# ODDMATRIX - Editorial

Author: munch_01
Preparer: jay_1048576
Tester: yash_daga
Editorialist: iceknight1093

2644

None

# PROBLEM:

Given N, construct an N\times N matrix that contains each integer from 1 to N^2 exactly once, and also has each row sum and each column sum be odd.

# EXPLANATION:

First, note that the sum of a row/column being odd only depends on the parity of the count of odd integers present in that row/column: the actual values and counts don’t matter.

So, we can instead think of our task as trying to construct a boolean matrix A, such that:

• A has exactly \left\lfloor \frac{N^2}{2} \right\rfloor zeros (and the rest are ones).
• Each row and each column has an odd number of ones.

Once we achieve this, we can place even numbers at the zeros (in any order) and odd numbers at the ones (in any order) and we’ll be done.

As the subtasks hint, we’ll solve for even N and odd N separately.
There are several constructions, I’ll provide a couple of them for both parities.

Odd N
Method 1

We’ll attempt to solve the problem recursively, by placing a certain number of ones and then moving to a (N-2)\times (N-2) square.
For this, we’ll have to:

• Make two rows and two columns have an odd number of ones, while ensuring the rest have an even number (so that the recursion is well-defined).
• Use exactly 2N-2 ones (since that’s the number of odd integers \gt (N-2)^2 and \leq N^2)

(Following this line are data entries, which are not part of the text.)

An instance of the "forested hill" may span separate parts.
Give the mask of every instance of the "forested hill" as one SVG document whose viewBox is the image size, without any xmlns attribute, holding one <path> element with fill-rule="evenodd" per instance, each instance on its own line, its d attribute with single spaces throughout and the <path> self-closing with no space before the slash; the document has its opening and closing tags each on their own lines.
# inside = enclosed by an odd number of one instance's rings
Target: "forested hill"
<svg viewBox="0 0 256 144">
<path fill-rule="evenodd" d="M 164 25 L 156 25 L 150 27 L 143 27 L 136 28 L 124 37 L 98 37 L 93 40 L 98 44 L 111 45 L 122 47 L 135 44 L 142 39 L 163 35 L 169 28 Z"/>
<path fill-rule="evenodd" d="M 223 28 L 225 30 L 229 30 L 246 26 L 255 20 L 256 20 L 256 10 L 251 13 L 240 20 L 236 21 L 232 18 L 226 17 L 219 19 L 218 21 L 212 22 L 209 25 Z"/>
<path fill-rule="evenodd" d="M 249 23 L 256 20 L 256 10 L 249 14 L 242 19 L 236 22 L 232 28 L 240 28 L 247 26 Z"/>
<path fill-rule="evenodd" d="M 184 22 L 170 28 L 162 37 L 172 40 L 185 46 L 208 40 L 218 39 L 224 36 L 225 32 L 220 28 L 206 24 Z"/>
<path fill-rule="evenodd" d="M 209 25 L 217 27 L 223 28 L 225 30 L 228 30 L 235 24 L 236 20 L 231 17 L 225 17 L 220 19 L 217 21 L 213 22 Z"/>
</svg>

One simple way to do this, is to fill the first row with ones, and then place N-2 ones in the second row.
This uses 2N-2 ones, and:

• The first two columns have an odd number of ones; the rest are even.
• The last two columns have an odd number of ones; the rest are even.

Now recursively solve for the remaining N-2 rows and columns.

This results in a pattern that looks like:

\begin{matrix} 111111111 \\ 111111100 \\ 111111100 \\ 111110000 \\ 111110000 \\ 111000000 \\ 111000000 \\ 100000000 \\ 100000000 \end{matrix}
Method 2

It’s possible to do a bit of further casework, depending on whether N = 4k+1 or 4k+3.

N = 4k+3

The following process works:

• If you have at least N ones, fill an entire row with them.
• When you have \lt N ones, place them all in the first column.

Because N = 4k+3, this will completely fill up the first column; and every column will also have an odd number of ones.
The pattern looks like a flag, as in:

\begin{matrix} 1111111 \\ 1111111 \\ 1111111 \\ 1000000 \\ 1000000 \\ 1000000 \\ 1000000 \end{matrix}
N = 4k+1

Repeat the process for 4k+3.
You’ll still end up with a ‘flag’, the only difference now is that all the columns (apart from the first) will have an even number of ones.

To fix this, take the last row that’s all ones, and move alternate ones to the next row; shifting both down and right.
That is, we start off with

\begin{matrix} 111111111 \\ 111111111 \\ 111111111 \\ 1\blue{1}1\blue{1}1\blue{1}1\blue{1}1 \\ 100000000 \\ 100000000 \\ 100000000 \\ 100000000 \\ 100000000 \end{matrix}

Move the ones marked in blue, and obtain

\begin{matrix} 111111111 \\ 111111111 \\ 111111111 \\ 101010101 \\ 10\blue{1}0\blue{1}0\blue{1}0\blue{1} \\ 100000000 \\ 100000000 \\ 100000000 \\ 100000000 \end{matrix}

Which satisfies the necessary conditions.

Even N
Method 1

Similar to the first method for odd N, we will attempt to place a few ones and reduce to the N-2 case.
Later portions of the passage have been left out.